Now, less than six months into the new administration, it appears the tide is turning on this leftward undertaking. Schumer’s plan to use the reconciliation process to shepherd much of the Biden agenda around the filibuster threshold was kiboshed by the Senate parliamentarian late last week. Another blow formed in Manchin’s doubling down on his intention to stop their legislation. But both of these developments are more a symptom than a cause. The nation is simply not in favor of these extremist dictates and already is pressing for a correction, which is revealing itself in special elections.  

Since Biden’s inauguration, Republicans have won some of the open congressional, state and local races across the country. Even the Democratic stronghold of McAllen, Texas — a city with 85 percent Hispanic voters — just elected its first Republican mayor in more than 50 years. This illustrates how a majority of voters regard the leftist open-border policies. Elsewhere in the country, Hispanics have continued to galvanize the Republican brand.

The fact is, the lack of a true electoral mandate for Biden will doom any hope for anything substantive to come from this administration. Not that the left won’t continue to try to manufacture a mandate. That is what talk of a 9/11-style commission to investigate the events of Jan. 6 at the Capitol is all about. It’s also why Biden raises the specter of a white nationalist boogeyman. It’s all political sleight-of-hand to achieve what the left knows they lack in actual support. But it won’t work. Indeed, it didn’t even have to be this way.  

Had Biden chosen the path of moderation and unity — which the election dictated — and tempered the Democratic Party’s left wing while cajoling moderate Republicans, he could have achieved so much more already. Triangulation was Bill Clinton’s effective tool and it could have worked again, this time also boxing in what now appears to be growing support for Donald Trump and a return to his populism. But it’s now too late for that strategy; that ship has sailed.
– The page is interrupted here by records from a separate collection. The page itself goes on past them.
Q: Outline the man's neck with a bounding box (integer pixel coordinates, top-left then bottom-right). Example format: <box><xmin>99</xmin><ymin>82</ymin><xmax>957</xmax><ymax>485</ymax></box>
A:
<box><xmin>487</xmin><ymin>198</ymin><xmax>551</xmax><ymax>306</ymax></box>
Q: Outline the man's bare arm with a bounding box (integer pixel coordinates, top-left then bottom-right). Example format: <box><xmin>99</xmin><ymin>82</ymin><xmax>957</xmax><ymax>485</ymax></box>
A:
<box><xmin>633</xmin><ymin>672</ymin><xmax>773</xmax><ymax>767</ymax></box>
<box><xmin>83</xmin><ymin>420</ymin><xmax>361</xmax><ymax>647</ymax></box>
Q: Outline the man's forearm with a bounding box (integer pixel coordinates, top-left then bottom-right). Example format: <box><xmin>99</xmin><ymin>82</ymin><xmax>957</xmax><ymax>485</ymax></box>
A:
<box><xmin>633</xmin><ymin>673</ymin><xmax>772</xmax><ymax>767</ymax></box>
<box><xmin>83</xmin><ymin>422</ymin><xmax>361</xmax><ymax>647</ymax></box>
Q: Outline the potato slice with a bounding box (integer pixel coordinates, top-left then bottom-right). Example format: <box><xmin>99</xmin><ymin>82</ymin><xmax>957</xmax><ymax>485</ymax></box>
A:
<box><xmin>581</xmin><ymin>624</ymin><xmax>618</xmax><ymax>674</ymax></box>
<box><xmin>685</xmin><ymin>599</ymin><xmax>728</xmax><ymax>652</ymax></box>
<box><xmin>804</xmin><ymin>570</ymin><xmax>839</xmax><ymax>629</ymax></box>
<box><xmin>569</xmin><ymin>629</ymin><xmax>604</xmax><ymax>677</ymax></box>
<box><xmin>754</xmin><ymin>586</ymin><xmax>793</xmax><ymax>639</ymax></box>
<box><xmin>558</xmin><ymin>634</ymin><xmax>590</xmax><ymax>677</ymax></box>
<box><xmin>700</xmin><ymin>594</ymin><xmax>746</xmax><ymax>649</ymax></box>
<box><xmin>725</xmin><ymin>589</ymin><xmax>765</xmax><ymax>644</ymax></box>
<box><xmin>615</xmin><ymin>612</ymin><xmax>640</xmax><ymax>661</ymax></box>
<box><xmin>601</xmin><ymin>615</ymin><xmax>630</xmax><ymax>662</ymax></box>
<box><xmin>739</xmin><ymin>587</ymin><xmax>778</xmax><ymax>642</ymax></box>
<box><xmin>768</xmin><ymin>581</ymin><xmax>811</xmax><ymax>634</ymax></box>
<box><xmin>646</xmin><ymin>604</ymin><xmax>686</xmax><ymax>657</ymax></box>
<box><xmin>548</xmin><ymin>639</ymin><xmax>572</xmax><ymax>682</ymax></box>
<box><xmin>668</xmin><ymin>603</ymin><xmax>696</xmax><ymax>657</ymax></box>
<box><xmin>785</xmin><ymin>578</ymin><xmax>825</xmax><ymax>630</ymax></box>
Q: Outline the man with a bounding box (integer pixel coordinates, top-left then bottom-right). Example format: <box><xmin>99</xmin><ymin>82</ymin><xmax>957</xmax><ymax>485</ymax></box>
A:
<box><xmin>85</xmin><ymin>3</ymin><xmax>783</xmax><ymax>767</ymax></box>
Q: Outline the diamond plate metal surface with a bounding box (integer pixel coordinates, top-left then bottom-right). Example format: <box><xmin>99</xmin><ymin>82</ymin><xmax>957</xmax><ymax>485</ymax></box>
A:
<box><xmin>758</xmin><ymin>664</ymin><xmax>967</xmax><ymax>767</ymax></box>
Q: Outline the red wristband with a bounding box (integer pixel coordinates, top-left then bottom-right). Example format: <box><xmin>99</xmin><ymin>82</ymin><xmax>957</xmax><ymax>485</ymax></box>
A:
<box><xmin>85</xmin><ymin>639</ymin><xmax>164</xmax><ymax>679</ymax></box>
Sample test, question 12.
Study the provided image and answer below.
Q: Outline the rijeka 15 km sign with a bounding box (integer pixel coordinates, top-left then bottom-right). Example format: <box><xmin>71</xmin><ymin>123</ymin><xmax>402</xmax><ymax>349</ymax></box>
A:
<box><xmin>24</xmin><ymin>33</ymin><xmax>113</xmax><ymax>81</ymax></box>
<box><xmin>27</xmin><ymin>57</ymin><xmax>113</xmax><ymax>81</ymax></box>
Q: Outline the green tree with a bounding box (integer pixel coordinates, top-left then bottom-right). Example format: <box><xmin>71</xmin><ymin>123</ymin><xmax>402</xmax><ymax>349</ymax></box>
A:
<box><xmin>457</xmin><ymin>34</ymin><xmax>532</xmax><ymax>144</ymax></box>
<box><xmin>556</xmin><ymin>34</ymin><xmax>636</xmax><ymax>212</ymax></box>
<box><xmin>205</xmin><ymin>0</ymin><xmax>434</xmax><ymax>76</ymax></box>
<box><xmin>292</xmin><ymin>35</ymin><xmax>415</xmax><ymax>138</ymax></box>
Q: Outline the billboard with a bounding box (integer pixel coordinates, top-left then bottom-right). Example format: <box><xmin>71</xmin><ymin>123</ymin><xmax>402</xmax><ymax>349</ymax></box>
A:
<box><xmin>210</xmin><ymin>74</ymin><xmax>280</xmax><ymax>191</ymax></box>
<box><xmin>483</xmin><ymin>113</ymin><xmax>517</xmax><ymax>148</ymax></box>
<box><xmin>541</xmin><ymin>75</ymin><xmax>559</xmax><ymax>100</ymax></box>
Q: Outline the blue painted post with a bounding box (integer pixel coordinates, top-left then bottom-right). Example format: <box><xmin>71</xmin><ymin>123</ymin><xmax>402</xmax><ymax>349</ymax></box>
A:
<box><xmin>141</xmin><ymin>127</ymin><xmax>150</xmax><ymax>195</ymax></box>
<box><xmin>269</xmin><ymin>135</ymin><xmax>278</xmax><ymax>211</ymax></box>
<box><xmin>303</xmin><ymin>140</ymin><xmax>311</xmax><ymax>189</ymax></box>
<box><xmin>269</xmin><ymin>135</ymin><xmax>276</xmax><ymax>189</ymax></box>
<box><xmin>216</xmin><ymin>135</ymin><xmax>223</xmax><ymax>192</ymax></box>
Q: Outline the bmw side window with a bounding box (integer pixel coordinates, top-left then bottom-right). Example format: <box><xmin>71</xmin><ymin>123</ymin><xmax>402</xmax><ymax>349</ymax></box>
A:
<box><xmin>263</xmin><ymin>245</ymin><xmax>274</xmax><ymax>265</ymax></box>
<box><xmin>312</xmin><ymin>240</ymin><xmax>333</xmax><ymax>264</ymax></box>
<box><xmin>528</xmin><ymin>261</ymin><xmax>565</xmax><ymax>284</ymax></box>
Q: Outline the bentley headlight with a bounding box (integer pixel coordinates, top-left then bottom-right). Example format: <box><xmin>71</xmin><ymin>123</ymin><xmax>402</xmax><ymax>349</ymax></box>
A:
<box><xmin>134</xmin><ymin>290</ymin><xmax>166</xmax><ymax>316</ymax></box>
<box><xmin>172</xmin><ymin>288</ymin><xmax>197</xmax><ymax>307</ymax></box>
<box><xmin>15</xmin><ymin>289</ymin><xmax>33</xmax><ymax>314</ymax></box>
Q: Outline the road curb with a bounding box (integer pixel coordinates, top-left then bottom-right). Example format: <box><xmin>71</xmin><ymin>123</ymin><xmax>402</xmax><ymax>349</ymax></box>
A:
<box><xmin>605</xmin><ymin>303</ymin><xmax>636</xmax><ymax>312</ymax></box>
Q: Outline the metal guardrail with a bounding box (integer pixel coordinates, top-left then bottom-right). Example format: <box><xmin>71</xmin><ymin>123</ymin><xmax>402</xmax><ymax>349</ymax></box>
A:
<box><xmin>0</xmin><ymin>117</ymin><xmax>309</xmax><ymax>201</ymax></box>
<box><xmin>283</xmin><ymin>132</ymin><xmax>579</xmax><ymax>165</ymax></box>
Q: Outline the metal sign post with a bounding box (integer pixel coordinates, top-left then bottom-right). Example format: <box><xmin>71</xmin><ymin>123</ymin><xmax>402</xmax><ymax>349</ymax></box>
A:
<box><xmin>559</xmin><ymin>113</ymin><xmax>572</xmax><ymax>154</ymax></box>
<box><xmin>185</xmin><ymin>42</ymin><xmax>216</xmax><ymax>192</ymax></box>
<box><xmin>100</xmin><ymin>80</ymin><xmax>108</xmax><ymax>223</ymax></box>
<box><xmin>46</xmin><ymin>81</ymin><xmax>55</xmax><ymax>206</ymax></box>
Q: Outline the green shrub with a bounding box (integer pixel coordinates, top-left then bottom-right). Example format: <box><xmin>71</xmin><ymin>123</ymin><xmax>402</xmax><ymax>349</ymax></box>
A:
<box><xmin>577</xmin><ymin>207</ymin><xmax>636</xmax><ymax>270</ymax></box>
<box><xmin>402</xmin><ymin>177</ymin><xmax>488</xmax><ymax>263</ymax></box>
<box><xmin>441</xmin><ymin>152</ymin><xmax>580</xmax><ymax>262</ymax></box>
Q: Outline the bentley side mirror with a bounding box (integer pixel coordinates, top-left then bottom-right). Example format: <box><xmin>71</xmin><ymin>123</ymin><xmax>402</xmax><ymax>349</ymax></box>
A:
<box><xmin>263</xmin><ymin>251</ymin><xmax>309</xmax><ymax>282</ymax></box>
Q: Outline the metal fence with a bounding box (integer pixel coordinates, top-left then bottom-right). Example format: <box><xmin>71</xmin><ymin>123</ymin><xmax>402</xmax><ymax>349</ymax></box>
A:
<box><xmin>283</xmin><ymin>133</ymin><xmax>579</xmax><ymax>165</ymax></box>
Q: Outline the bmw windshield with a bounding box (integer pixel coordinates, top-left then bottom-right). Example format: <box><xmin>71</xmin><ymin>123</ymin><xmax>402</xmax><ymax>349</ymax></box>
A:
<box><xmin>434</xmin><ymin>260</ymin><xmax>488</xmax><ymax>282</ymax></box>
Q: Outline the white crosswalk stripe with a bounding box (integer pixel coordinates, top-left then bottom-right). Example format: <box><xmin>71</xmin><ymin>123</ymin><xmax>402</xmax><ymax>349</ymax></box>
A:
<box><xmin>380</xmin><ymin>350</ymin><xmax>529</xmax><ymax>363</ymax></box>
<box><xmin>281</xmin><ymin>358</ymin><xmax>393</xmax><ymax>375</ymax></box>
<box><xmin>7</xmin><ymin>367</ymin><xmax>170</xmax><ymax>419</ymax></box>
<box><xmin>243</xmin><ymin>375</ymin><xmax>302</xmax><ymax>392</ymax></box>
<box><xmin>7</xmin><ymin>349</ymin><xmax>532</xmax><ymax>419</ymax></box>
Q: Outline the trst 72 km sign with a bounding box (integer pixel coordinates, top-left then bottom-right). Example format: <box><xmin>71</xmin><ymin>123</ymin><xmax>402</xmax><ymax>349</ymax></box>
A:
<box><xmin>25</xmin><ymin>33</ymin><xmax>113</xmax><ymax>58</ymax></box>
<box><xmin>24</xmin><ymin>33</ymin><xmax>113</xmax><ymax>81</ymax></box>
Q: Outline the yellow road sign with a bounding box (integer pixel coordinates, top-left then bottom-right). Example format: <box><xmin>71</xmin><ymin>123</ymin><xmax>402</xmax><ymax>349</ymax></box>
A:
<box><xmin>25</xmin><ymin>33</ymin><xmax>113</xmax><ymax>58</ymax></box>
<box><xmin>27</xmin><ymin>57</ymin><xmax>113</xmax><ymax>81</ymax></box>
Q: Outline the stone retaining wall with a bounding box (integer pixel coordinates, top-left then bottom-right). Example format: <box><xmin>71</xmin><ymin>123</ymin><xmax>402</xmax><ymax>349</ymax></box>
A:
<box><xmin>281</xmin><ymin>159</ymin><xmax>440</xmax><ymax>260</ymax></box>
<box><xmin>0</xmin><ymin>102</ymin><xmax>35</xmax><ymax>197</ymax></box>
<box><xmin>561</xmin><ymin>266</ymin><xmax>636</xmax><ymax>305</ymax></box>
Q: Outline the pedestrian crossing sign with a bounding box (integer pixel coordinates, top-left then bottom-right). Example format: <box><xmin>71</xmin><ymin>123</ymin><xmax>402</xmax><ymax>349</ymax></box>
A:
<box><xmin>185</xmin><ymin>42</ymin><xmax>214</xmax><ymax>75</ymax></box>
The Biden regime is already irrevocably hobbled. Its far-left agenda is exposed and dying, and it’s too late to attempt to reverse course and convince Republicans that Biden now means to find compromise. In fact, only Republicans could save the progressive march now. That’s why it’s critical that Republicans stand firm on infrastructure and Biden’s other entreaties when they begin to appear.  

Republicans must remain clear-eyed and focused on the elections of 2022 and 2024, which will certainly return the GOP to power and bring back a center-right government course that clearly is the nation’s intended political path. The “Party of Lincoln” will be rewarded electorally by standing strong now and saying “No” to Biden’s foolish ideas. 

Lewis K. Uhler is founder and chairman of the National Tax Limitation Committee and the National Tax Limitation Foundation (NTLF).  

Peter J. Ferrara served as a member of the White House Office of Policy Development under President Reagan, associate deputy U.S. attorney general under President George H.W. Bush, and the Dunn Liberty Fellow in Economics at the King’s College in New York.

Joseph Yocca is NTLF’s policy director and a longtime political and policy consultant. He served in the California Senate as chief of staff to Republican leadership.